The filtration process led to a 95% overall reduction in data.

2. Merging the Data

The cleaned data sets were then nearly ready for use. The next steps were to reformat and consolidate the data by leading phrase length. For future purposes, the separate data sets (blogs, news, twitter) may be useful to provide situationally-appropriate feedback to users. However, for this project, we will assume that the pooled data approximately represents an average person’s typing tendancies.

Data was merged by leading phrase length, with any overlapping phrases across data sets having their counts summed in the merged set. The result was five ‘Master’ data sets, each containing the pooled data for the frequency of words or leading phrase-next word sequences.

3. Organizing the Data

The final step was to organize the data into a format that can be used by our prediction algorithm. The single word counts set was not processed in this step. At most, the prediction model will return three suggested next words to the user. Therefore, any leading phrases that were matched with more than three next words needed to be condensed. Each data set was converted to a new CSV file with five columns. The first column contains the leading phrases, while the next three columns contain, if available, the three most commonly used next words for that leading phrase, in their respective order. The fifth column contains a string of up to three integers representing the number of times each leading phrase-next word sequence was found in the original read of the data. This column was primarily left there for later analytics, and is not utilized by the prediction model.

Sample of Four Word Processed Data
Leading_Phrase Most_Common_Next_Word Second_Most_Common Third_Most_Common Counts
all going to die a be 3 2 2
all good things must 5
all had a wonderful great 6 5
all hands on deck 2
all have a great wonderful good 8 8 2

Building a Prediction Model

The prediction model will take user input and look at the four most recently typed words and check each word to see if it matches an item in the single words set. If any of the words do not match, they will be processed through an autocorrect algorithm to attempt to find the word that the user intended to type. Next, the four word string will be passed to the five word data set, where the algorithm will attempt to match it to one of the four word leading phrases. If a match is found, it will be added to the list of suggestions to be returned to the user. If at this point fewer than three matches have been found, the first word in the string will be removed, and the three most recent words entered by the user will attempt to be matched. This will continue with the two and single most recent words until three suggestions have been found. If at least one suggestion has been found by this point, the list of (up to) three suggestions will be returned to the user.

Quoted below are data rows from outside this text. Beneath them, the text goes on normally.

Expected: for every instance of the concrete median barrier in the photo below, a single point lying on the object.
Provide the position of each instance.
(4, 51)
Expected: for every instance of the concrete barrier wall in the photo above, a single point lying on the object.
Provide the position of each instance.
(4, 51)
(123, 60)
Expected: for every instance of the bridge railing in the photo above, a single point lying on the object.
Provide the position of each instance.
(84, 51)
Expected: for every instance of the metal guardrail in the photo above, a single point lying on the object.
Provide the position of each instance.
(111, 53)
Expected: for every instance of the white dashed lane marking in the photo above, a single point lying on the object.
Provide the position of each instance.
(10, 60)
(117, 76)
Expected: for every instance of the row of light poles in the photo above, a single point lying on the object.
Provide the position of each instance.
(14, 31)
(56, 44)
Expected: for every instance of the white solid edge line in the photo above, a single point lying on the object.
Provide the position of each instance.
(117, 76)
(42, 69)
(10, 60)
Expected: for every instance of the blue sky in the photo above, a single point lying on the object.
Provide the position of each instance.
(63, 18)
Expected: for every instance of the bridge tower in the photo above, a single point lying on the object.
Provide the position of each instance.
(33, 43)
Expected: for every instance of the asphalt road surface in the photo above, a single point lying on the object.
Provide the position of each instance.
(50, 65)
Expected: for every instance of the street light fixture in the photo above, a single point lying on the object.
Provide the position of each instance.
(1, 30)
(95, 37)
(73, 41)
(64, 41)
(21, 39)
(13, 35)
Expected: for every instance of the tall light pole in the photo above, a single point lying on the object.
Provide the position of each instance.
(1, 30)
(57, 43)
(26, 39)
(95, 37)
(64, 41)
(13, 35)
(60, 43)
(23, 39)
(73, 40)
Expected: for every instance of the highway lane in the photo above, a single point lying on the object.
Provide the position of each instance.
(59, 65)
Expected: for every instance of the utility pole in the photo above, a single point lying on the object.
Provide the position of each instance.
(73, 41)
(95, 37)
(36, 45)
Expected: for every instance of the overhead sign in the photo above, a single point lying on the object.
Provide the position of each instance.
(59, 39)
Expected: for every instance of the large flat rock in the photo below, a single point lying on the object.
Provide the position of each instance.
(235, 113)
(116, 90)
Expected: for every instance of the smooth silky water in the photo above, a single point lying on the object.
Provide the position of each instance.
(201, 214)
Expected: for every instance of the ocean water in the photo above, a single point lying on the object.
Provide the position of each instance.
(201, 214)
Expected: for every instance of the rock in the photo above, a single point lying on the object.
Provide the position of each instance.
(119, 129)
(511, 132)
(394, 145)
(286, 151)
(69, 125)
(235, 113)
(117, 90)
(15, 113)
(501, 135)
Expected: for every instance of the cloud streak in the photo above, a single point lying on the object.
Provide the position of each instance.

If no suggestions have been found, the most recent word entered by the user is deleted from the input string, and the next four most recent words are passed recursively to a new call of the prediction model. This continues until a match is found, or two recursive calls have been made to the function (meaning the prediction algorithm was executed three times altogether). This deletion is done so that, if the user inputs an unmatchable word at the end of their input string, the predictor is able to work around this and can still attempt to find suggestions based on the rest of their input.